The self-assembly of amyloid proteins into ß-sheet rich assemblies is associated with human amyloidoses including Alzheimer's disease, Parkinson's disease, and type 2 diabetes. An attractive therapeutic strategy therefore is to develop small molecules that would inhibit protein self-assembly. Natural polyphenols are potential inhibitors of ß-sheet formation. How these compounds affect the kinetics of self-assembly studied by thioflavin T (ThT) fluorescence is not understood primarily because their presence interferes with ThT fluorescence. Here, we show that by plotting peak intensities from nuclear magnetic resonance (NMR) against incubation time, kinetic profiles in the presence of the polyphenol can be obtained from which kinetic parameters of self-assembly can be easily determined. In applying this technique to the self-assembly of the islet amyloid polypeptide in the presence of curcumin, a biphenolic compound found in turmeric, we show that the kinetic profile is atypical in that it shows a prenucleation period during which there is no observable decrease in NMR peak intensities.

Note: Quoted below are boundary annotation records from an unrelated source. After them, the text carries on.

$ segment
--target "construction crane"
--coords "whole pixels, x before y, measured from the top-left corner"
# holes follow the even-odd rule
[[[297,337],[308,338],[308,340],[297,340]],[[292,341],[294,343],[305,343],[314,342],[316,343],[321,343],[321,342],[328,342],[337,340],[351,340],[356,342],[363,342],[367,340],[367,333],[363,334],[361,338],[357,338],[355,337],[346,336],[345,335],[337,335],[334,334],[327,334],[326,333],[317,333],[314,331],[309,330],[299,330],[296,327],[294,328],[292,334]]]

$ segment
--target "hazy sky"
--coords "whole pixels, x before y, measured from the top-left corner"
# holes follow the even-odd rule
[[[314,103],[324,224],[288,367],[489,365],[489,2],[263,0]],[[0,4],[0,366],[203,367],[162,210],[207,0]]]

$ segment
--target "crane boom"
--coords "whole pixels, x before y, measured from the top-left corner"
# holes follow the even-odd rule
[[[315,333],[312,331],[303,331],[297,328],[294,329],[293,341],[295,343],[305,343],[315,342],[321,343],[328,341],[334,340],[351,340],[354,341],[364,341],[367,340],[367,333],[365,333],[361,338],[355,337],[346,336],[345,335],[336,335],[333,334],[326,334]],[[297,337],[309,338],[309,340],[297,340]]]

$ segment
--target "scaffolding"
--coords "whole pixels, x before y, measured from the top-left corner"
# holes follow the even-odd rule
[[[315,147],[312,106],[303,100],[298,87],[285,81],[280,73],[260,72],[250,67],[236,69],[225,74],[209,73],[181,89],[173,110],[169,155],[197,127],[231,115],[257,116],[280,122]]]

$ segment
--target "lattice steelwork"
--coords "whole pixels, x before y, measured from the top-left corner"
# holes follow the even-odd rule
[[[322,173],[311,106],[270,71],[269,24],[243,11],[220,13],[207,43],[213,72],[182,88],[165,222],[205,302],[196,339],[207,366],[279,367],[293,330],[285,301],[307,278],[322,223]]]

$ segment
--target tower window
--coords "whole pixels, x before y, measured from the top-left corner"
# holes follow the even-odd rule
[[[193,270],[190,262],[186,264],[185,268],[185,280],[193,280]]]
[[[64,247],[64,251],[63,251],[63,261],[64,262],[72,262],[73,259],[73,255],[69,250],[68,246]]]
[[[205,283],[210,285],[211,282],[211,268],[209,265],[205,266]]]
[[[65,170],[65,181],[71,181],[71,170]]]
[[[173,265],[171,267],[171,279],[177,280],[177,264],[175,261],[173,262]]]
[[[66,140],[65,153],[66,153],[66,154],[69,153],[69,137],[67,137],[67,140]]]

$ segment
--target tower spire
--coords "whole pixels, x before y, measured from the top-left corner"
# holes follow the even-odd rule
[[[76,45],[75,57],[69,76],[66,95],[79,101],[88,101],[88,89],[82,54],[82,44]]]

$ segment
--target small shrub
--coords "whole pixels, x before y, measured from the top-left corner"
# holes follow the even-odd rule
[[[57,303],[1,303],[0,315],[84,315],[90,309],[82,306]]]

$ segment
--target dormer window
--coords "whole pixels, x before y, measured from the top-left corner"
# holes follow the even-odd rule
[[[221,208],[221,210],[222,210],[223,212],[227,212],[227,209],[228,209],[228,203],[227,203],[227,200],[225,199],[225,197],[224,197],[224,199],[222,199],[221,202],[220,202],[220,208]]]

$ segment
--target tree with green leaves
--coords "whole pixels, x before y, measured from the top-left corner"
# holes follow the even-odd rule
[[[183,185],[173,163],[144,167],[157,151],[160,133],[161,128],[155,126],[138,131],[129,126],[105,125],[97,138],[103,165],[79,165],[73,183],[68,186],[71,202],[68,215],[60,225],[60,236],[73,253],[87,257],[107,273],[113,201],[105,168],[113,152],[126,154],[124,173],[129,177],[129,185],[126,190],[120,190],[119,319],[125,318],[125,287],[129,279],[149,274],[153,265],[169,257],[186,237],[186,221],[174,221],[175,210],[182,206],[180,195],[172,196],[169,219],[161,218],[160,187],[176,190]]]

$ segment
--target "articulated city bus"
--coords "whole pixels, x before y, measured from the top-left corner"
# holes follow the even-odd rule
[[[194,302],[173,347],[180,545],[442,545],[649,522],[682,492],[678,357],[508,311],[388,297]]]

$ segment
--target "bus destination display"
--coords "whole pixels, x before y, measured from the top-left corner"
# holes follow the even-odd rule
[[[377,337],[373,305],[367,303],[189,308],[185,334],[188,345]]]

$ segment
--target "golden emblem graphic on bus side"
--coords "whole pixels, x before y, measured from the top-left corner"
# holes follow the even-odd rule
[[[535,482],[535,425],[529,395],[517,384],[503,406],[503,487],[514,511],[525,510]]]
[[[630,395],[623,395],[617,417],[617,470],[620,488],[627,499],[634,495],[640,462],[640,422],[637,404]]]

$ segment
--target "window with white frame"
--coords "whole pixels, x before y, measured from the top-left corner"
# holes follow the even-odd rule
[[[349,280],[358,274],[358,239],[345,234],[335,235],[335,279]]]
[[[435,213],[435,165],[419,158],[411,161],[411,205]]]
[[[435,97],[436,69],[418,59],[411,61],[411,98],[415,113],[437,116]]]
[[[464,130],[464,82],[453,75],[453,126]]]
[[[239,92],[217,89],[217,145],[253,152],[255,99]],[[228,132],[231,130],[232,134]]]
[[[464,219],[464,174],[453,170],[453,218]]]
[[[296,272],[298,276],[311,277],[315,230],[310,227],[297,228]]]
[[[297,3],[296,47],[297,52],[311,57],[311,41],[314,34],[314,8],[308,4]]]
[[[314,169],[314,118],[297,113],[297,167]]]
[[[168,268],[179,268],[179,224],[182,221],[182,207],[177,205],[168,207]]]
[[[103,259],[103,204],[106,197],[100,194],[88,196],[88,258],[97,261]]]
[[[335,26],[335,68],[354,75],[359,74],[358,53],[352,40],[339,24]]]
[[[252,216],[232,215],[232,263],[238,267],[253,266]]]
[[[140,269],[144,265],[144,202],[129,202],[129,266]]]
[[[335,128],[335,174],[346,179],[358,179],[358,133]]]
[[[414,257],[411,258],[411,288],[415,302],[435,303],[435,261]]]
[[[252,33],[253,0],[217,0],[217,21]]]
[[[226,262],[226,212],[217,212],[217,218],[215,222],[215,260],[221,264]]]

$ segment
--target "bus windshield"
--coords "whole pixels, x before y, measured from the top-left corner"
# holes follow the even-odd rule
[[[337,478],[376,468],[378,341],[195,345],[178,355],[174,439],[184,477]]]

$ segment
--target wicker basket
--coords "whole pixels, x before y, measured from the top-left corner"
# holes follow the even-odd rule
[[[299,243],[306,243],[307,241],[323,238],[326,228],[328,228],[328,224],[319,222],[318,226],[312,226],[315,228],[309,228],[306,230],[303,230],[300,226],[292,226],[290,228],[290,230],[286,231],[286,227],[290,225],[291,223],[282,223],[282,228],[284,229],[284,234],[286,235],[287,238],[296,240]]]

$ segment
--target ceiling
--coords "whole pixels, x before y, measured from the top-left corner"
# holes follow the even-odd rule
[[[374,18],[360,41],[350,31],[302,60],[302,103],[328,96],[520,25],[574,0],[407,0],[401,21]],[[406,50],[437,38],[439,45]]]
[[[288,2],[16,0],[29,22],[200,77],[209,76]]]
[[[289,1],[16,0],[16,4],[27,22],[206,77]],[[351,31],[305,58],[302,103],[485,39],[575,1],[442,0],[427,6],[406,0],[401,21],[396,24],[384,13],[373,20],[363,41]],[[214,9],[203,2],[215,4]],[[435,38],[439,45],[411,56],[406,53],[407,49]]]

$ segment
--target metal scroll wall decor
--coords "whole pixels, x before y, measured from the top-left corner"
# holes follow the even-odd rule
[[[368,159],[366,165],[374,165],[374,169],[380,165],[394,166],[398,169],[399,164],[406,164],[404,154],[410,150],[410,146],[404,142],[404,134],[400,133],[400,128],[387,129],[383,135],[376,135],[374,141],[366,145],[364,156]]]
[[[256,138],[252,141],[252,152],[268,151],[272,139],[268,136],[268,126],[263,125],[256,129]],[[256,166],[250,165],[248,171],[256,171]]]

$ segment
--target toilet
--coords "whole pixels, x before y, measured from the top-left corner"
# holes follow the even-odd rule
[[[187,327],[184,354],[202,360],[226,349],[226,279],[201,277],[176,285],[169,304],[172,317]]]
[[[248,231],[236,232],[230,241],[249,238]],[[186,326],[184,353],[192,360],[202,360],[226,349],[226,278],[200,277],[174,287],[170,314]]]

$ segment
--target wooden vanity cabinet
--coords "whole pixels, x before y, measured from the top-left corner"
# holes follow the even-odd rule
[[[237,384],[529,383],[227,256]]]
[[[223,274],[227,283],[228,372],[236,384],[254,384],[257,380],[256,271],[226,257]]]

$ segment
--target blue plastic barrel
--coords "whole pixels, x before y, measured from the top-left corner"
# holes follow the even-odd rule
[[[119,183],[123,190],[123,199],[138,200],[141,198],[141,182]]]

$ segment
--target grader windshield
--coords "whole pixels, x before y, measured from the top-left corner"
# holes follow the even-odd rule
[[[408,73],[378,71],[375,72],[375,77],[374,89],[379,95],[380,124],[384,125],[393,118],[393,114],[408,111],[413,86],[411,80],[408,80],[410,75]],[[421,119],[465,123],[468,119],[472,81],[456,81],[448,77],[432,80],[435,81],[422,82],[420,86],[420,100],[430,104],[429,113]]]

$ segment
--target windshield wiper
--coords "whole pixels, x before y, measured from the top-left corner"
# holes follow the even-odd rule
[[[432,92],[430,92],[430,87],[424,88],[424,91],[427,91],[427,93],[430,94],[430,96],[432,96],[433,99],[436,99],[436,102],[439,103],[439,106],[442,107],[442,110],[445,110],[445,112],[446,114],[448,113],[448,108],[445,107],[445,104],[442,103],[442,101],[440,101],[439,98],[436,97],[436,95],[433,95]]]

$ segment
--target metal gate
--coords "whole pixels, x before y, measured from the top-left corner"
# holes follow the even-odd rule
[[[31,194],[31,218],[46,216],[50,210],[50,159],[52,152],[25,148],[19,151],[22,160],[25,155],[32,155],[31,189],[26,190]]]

Mechanistic studies of peptide self-assembly: transient α-helices to stable ß-sheets.

The pathologic self-assembly of proteins is associated with typically late-onset disorders such as Alzheimer's disease, Parkinson's disease, and type 2 diabetes. Important mechanistic details of the self-assembly are unknown, but there is increasing evidence supporting the role of transient α-helices in the early events. Islet amyloid polypeptide (IAPP) is a 37-residue polypeptide that self-assembles into aggregates that are toxic to the insulin-producing ß cells. To elucidate early events in the self-assembly of IAPP, we used limited proteolysis to identify an exposed and flexible region in IAPP monomer. This region includes position 20 where a serine-to-glycine substitution (S20G) is associated with enhanced formation of amyloid fibrils and early onset type 2 diabetes. To perform detailed biophysical studies of the exposed and flexible region, we synthesized three peptides including IAPP(11-25)WT (wild type), IAPP(11-25)S20G, and IAPP(11-25)S20P. Solution-state NMR shows that all three peptides transiently populate the α-helical conformational space, but the S20P peptide, which does not self-assemble, transiently samples a broken helix. Under similar sample conditions, the WT and S20G peptides populate the α-helical intermediate state and ß-sheet end state, respectively, of fibril formation. Our results suggest a mechanism for self-assembly that includes the stabilization of transient α-helices through the formation of NMR-invisible helical intermediates followed by an α-helix to ß-sheet conformational rearrangement. Furthermore, our results suggest that reducing intermolecular helix-helix contacts as in the S20P peptide is an attractive strategy for the design of blockers of peptide self-assembly.